She writes carefully, and when she forms a letter improperly she carefully crosses it out. I have my delete button; she has a big X. I'll restart a phrase; she'll try again with her characters.
Her last book had a few Xed letters amidst the well-formed characters. What amused me most about it was not its content but her imagination beyond the pages. Her crafted narrative of the part of day she doesn't see made me laugh the next morning when she asked, Mama, did you really like my book? And did you read it to Daddy at bedtime for his bedtime story?
With this post, I've successfully completed NaBloPoMo. The point of the exercise, of writing every single day, is that to be a good writer, one has to write. So the month is supposed to strengthen the habit of writing, and thereby strengthen the craftsmanship. I don't know if I've improved, but I know that sitting at my laptop feels as good to me as carefully putting a brightly-colored marker to paper does to E.

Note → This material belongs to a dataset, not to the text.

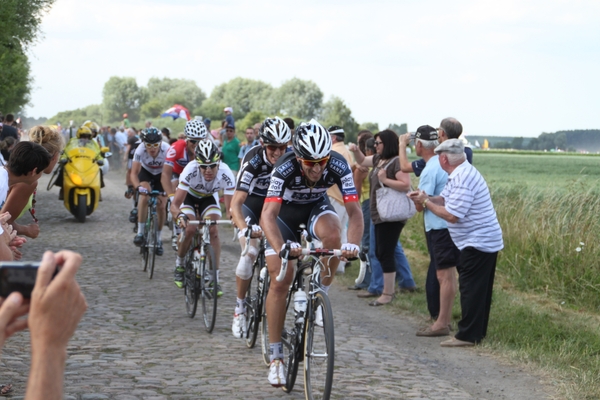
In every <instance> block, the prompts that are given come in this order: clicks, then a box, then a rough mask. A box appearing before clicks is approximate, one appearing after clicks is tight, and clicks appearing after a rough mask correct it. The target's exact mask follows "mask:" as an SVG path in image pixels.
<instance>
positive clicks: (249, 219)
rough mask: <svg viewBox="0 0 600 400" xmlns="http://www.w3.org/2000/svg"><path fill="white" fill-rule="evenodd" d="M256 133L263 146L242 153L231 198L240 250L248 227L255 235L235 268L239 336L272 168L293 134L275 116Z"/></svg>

Last night on the drive home the sky was overcast. E looked at a glimmer in the sky and ritually began,
Star bright /
Star light /
First star I see--
X.
X.
She realized the orb in front of the clouds was really a blinking airplane, not a star, and she crossed out the imperfectly-formed phrase. Even though her words only existed in the air between the back seat and the front, she crossed them out verbally.
We're all just composing our next lines, minute by minute, and revising and writing some more.